握紧手中的茶杯,陈景的脸上不自觉露出了久违的笑容。
“这麽开心?是因为他吧?”连门都没有敲,韩黎带著深深的妒意,一脸阴郁地向陈景走来。
“他醒了,没事了,你放心了吧?”
“我不知道你在说什麽。”陈景不愿多理他,走回到座位上准备办公。
“是吗?”韩黎冷不防上前一把将他推倒在地。
“啊!”手中的茶杯摔落在地,碎裂的瓷片割破了陈景的左手,鲜血直流。可韩黎却视而不见。
“你说你不知道?那昨天晚上你去哪儿了?!”
陈景心中陡然一惊,但没有表现在脸上。
“不说是吧?那我说!你去医院看他了是不是?你从来都没有忘记过他是不是?!”
陈景凄惨一笑。忘记?他恨不得自己能全部忘掉!只有这样,他才不会再生妄想,不会在心中留有一丝希冀。慢慢从地上站了起来,陈景踉跄著走到桌边,抽出纸巾擦拭掉不断渗出的鲜血。
韩黎冷哼道,“别忘了,如果你跟我分手,那龙炟就死定了!”撂下这句话,他头也不回地走了。
陈景看著勉强包扎好的手,不禁讥讽自己,还在痴心妄想什麽?一切都是自己选择的,能怪谁呢?
三天之後,龙炟出院了。心疼自家猴崽子的左伯堂没有立刻安排他进入训练,而是善心大发地多给了龙炟一天假期,让他好好休息。
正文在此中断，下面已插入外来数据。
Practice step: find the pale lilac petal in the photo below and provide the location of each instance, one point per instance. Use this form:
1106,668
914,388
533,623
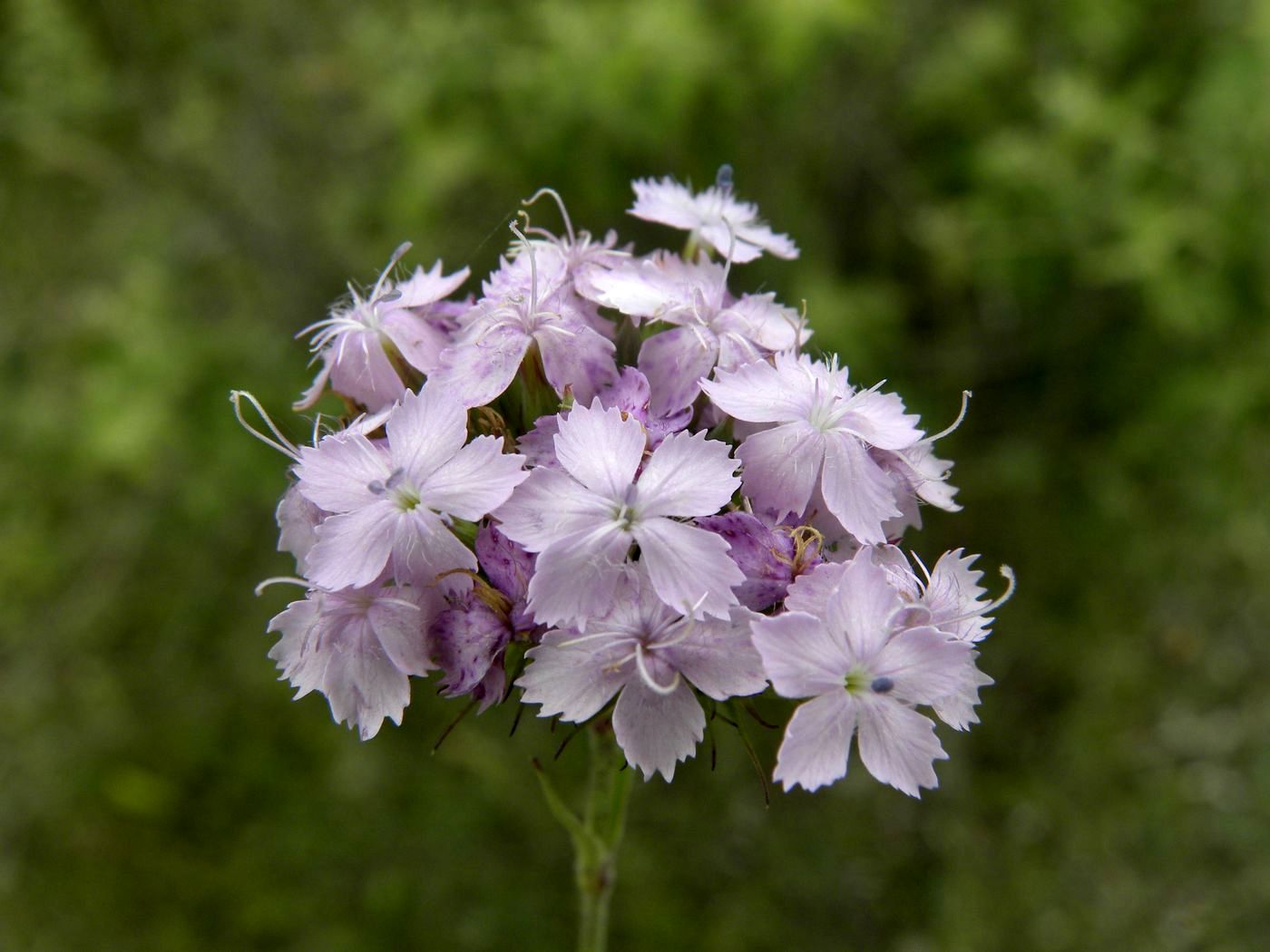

“谢谢您的惠顾!”超市收银员将物品放置到购物袋里递给他。
道了声谢,龙炟拿起袋子,可刚一出店门就撞上了别人。
“啊!”男子不慎被撞倒在地,压到了绑著绷带的伤手。
“对不起,你没事吧?”龙炟赶紧伸手扶他起来,待两人看清对方的长相时,都不禁愣在了原地。
“小炟?”
“小景?”
吃惊於陈景的消瘦,更惊讶他手上的伤,龙炟没有多说什麽,快速回收银台买了创伤药,强行拉著他到附近的小公园里擦药。
小心翼翼地解开绑得乱七八糟的绷带,狰狞的伤痕,让龙炟又气又心疼。他打开瓶盖,用棉签沾著药水,轻轻涂抹伤口。刺激性的痛感让陈景下意识地手一缩,但龙炟牢牢握著他的手腕,一边擦药,一边用嘴吹著,想替他减轻疼痛。等上完了药,龙炟又细心地一层层为他缠好纱布。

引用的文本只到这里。